EASST/4S 2020 Prague: 18 – 21 August 2020
Speakers: Claudia Aradau and Sarah Perret - Making up Data
European borders have become intense sites of digital data extraction. This data comes in many different forms, it is dispersed across different spaces and times. In this paper, we propose an analysis of ‘making up data’, building on Ian Hacking’s analysis of ‘making up people’. To this purpose, we develop a conceptual distinction between digital ‘traces’ and ‘inscriptions.’ While digital traces are increasingly extracted from the bodies of migrants through fingerprinting, screening, facial recognition, or interviews, these disperse traces need to be combined and recombined to produce border inscriptions. In advancing an understanding of how data is made for the purposes of border governance, the paper proposes to contribute to a dialogue between critical security studies, border studies, and science and technology studies. Empirically, we analyse the ‘practical tools’ and software that the European Asylum Support Office (EASO) has developed in the implementation of the Dublin III Regulation and the Common European Asylum System, as well as through additional interviews with EASO staff.
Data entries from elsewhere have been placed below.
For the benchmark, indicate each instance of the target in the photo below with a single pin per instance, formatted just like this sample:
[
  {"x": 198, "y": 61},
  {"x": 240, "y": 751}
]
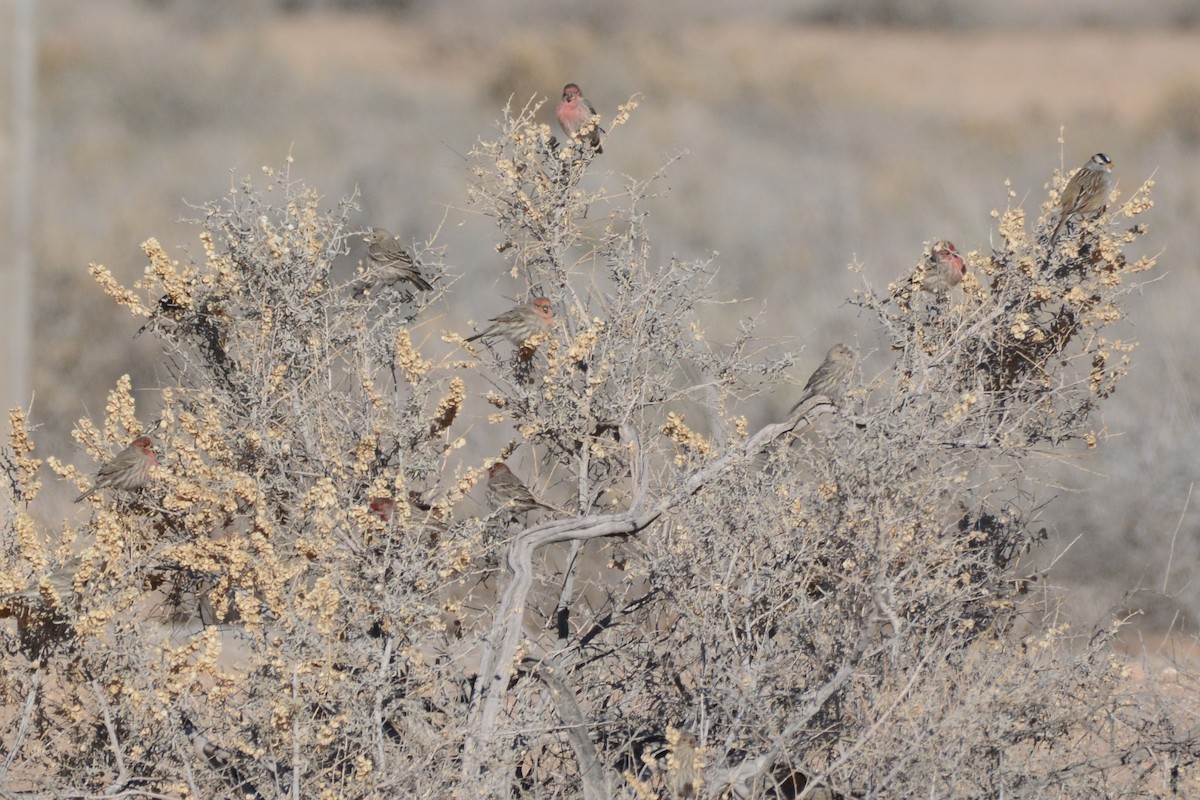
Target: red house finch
[
  {"x": 943, "y": 266},
  {"x": 574, "y": 112},
  {"x": 520, "y": 323},
  {"x": 831, "y": 377},
  {"x": 1087, "y": 191},
  {"x": 505, "y": 489},
  {"x": 129, "y": 470},
  {"x": 393, "y": 260}
]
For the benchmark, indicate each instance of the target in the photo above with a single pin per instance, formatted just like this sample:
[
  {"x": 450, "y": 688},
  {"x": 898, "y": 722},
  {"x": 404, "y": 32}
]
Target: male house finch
[
  {"x": 505, "y": 489},
  {"x": 831, "y": 377},
  {"x": 393, "y": 260},
  {"x": 943, "y": 266},
  {"x": 574, "y": 112},
  {"x": 520, "y": 323},
  {"x": 129, "y": 470},
  {"x": 1087, "y": 191}
]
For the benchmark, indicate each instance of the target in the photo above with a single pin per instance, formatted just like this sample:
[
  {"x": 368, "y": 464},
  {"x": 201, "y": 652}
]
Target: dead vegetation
[{"x": 832, "y": 605}]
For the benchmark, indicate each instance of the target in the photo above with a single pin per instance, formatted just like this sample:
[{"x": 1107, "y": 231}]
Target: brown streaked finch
[
  {"x": 382, "y": 507},
  {"x": 575, "y": 112},
  {"x": 129, "y": 470},
  {"x": 945, "y": 268},
  {"x": 831, "y": 378},
  {"x": 1087, "y": 192},
  {"x": 685, "y": 767},
  {"x": 505, "y": 491},
  {"x": 520, "y": 323},
  {"x": 391, "y": 260}
]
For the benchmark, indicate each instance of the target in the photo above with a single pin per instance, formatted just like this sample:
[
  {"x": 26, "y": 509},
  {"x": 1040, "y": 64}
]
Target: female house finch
[
  {"x": 129, "y": 470},
  {"x": 831, "y": 377},
  {"x": 505, "y": 491},
  {"x": 1087, "y": 191},
  {"x": 943, "y": 266},
  {"x": 685, "y": 765},
  {"x": 574, "y": 112},
  {"x": 520, "y": 323},
  {"x": 393, "y": 260}
]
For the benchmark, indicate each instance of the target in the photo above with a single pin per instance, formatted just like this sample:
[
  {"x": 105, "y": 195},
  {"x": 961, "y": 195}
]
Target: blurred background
[{"x": 817, "y": 133}]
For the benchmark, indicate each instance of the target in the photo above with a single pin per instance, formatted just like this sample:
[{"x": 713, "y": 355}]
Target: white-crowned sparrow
[{"x": 1087, "y": 192}]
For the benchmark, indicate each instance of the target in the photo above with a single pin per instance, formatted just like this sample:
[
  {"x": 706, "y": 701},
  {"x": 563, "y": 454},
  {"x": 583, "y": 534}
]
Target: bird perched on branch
[
  {"x": 391, "y": 260},
  {"x": 945, "y": 268},
  {"x": 505, "y": 491},
  {"x": 575, "y": 112},
  {"x": 520, "y": 323},
  {"x": 129, "y": 470},
  {"x": 831, "y": 378},
  {"x": 1087, "y": 192}
]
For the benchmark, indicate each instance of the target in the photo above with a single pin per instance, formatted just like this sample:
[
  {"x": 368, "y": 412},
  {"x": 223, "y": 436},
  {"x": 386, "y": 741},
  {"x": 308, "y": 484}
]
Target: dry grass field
[
  {"x": 808, "y": 146},
  {"x": 833, "y": 600}
]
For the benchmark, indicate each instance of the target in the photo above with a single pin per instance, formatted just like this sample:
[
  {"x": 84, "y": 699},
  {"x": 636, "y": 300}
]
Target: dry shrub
[{"x": 831, "y": 605}]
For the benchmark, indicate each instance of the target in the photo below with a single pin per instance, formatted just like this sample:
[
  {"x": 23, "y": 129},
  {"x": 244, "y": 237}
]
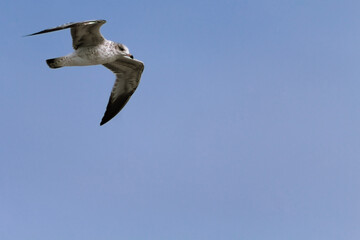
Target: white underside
[{"x": 101, "y": 54}]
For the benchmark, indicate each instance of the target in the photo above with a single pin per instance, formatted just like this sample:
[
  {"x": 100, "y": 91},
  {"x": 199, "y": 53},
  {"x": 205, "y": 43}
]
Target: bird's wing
[
  {"x": 84, "y": 34},
  {"x": 128, "y": 72}
]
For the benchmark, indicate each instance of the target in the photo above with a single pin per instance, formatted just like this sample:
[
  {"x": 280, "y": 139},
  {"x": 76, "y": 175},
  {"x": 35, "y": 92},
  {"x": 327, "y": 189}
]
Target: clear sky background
[{"x": 246, "y": 123}]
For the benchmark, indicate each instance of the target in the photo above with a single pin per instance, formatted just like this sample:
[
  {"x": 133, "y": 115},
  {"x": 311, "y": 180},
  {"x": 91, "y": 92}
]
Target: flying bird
[{"x": 91, "y": 48}]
Firstly, while many scholars point to the shift towards datafication and digital traces in border governance, we shed light on the proliferation and dispersal of different forms of traces – biometrics, documents, population registers, stamps, interviews – in the production of border inscriptions. Secondly, we show how inscription devices enact (dis)connections and hierarchise traces according to an epistemology of credibility. Finally, border inscriptions enact migrants as insecure subjects who cannot refuse data extraction.